EMPLOYMENT AGREEMENT
Between:
Stantec Consulting Ltd.
- and -
Xxxx Xxxxxxx
REMUNERATION
STANTEC shall cause to be paid to the Executive as his remuneration a base
salary (the "Base Salary") of $5,769.77 bi-weekly.
TRAVEL AND OTHER EXPENSES
STANTEC agrees to reimburse the Executive for travel and entertainment expenses
actually and properly incurred by the Executive in the course of performing his
services hereunder, such payment to be made in accordance with STANTEC's
policies.
OVERTIME EXEMPTION
The Executive will be exempt from overtime entitlements as the scope of the
Executive's duties and responsibilities will be supervisory or managerial in
nature and/or by virtue of the Executive's profession.
BONUS
STANTEC may, in its sole discretion, pay the Executive a bonus from time to
time. In determining whether or not to pay a bonus in respect of any year,
STANTEC will consider, among other things, exceptional individual and corporate
performance. Receipt of a bonus in any year shall not create an entitlement to a
bonus in subsequent years.

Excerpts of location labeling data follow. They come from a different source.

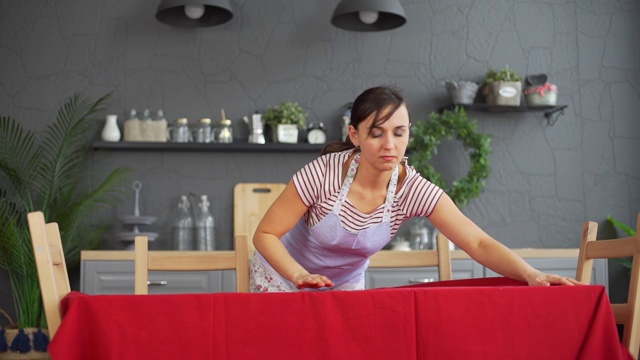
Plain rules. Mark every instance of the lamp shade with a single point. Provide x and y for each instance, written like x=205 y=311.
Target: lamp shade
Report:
x=194 y=13
x=368 y=15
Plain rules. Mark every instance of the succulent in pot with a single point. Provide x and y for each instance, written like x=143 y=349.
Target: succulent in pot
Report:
x=503 y=87
x=285 y=120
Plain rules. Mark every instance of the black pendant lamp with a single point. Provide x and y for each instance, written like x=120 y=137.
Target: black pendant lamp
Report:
x=368 y=15
x=194 y=13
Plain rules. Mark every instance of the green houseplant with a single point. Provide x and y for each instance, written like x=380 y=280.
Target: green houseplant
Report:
x=502 y=87
x=285 y=120
x=427 y=135
x=629 y=231
x=50 y=175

In the event that the employment of the Executive is
terminated as a result of the operation of Sections 3.2(b), 3.3, 3.4, or 3.5,
the Executive shall be entitled to a bonus equal to:
a) in respect of the fiscal year prior to the year in which the Executive's
employment is terminated, if no bonus has been paid in respect of that
year, a bonus in the amount of 35% of the Executive's Base Salary for that
year; and
b) in respect of the year in which the Executive's employment is terminated,
the amount of 35% of the Executive's base salary for that year, pro rated
for that portion of the year which has elapsed to the date of termination.